As he became more famous, Berryman's already shaky mental health grew increasingly unstable. He had divorced his first wife on 19 December 1956, and married twenty-four-year-old Elizabeth Ann Levine just a week later. They had one son, but Berryman's frequent infidelities, developing alcoholism, and repeated hospitalizations for nervous exhaustion brought the marriage to an end in 1959. Yet, as his health declined, Berryman's work seemed to improve. After his second divorce he taught at the University of California, Berkeley, and at Brown University, where he was considered a brilliant teacher, and continued to write scholarly articles and books. He married again on 1 September 1961, to twenty-two-year-old Kate Donahue; they had two daughters.
Although he had worked as an academic at the University of Minnesota since 1955, and would continue to do so until his death in 1972, after the success of 77 Dream Songs in 1964, Berryman was free to travel and write. He completed the remaining 308 sections of The Dream Songs on a Guggenheim Fellowship, traveling to Ireland, and continuing to drink heavily even while undergoing treatment for alcoholism. By the mid-1960s, Berryman's hospital treatment for nervous exhaustion was an almost annual event, yet between 1967 and 1970 he won the Academy of American Poets Award (1967), the National Endowment for the Arts Award (1967), the National Book Award (1969), and shared the Bollingen Prize (1969) with Karl Shapiro. In what would turn out to be the last few years of his life, Berryman had become a major figure in American literature, and an important influence on American poetry. Berryman reached his academic peak when he was named Regents' Professor of Humanities at the University of Minnesota, Minneapolis, in 1969.
Yet, despite his success, and the relative stability of his home life, Berryman continued his alcoholic decline. By 1969 he was obsessed with his father's suicide to the point of breakdown. That year he began treatment for alcoholism on three separate occasions, and in 1970 experienced what he called a "religious conversion" to a form of Catholicism, his father's religion. Berryman completed two more volumes of poetry, Love & Fame (1970) and Delusions, Etc. (1972). Berryman was one of the most innovative and perceptive poets of the human condition after World War II. In particular The Dream Songs, with their multiple voices, dynamic linguistic styles, and wild stories, express the tension between freedom and terror that characterizes the postmodern culture of the 1960s. For Berryman himself such despair was much more than a literary argument. He killed himself by jumping from the Washington Avenue Bridge in Minneapolis. He is buried in Saint Paul, Minnesota.
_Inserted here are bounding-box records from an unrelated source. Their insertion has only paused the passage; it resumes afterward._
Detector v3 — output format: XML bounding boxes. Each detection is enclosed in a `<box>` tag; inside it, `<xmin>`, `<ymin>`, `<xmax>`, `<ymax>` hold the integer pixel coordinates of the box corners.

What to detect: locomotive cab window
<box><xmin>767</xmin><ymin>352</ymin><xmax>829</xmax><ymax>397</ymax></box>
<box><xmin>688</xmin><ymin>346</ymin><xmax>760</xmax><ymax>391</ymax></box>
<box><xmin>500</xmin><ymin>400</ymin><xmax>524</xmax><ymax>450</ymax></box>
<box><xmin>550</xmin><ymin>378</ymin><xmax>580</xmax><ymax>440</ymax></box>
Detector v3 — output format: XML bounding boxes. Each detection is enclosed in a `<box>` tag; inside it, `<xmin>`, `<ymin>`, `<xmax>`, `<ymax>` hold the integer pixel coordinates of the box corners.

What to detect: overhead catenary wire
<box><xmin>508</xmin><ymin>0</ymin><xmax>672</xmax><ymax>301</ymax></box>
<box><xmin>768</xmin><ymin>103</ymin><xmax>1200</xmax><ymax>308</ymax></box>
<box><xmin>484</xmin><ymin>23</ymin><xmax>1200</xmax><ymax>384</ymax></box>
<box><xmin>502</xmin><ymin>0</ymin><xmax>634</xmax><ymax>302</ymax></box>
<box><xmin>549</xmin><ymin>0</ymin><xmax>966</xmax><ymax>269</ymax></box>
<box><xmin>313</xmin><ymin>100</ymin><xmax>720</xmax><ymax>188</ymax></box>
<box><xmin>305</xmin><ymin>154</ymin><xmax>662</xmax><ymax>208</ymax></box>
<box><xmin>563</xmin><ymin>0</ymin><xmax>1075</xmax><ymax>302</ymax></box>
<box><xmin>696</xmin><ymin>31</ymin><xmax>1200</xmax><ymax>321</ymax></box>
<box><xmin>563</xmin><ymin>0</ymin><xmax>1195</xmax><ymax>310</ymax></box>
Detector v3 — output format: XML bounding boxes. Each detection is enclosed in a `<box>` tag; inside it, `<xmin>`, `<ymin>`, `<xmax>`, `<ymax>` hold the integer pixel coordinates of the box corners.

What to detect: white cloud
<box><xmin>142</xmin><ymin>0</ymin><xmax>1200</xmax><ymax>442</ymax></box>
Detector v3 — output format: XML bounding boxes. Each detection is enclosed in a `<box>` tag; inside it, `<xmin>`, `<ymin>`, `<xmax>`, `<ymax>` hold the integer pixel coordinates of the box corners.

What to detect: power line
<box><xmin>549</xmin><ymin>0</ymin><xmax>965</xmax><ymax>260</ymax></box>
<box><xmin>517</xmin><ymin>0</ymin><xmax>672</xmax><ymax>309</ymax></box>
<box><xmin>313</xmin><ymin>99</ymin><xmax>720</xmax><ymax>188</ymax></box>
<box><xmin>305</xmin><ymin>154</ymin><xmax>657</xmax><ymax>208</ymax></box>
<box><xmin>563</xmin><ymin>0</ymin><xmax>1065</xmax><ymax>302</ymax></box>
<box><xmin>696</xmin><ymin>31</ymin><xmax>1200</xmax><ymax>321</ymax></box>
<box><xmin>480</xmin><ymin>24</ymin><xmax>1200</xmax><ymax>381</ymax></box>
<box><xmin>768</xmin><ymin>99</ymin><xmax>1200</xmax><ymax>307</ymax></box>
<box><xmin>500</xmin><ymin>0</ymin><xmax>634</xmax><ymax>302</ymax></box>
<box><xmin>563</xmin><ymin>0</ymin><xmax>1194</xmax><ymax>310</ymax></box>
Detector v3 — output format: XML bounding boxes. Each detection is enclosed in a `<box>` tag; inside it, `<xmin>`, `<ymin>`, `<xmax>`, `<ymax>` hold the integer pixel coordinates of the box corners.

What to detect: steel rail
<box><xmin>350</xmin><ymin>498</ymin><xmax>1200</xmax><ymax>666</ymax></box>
Berryman's papers are at the University of Minnesota, Minneapolis. His essays and short stories are published in The Freedom of the Poet (1976), and his letters are published as We Dream of Honor: John Berryman's Letters to His Mother (1988). Berryman's autobiographical account of his rehabilitation is Recovery: A Novel (1973). Biographies include William J. Martz, John Berryman (1969); J. M. Linebarger, John Berryman (1974); John Haffenden, The Life of John Berryman (1982); and Paul L. Mariani, Dream Song: The Life of John Berryman (1990). Peter Stitt's interviewwith Berryman, "The Art of Poetry," in Paris Review 53 (winter 1972), has special impact because of its closeness to the date of the poet's suicide. An obituary is in the New York Times (8 Jan. 1972).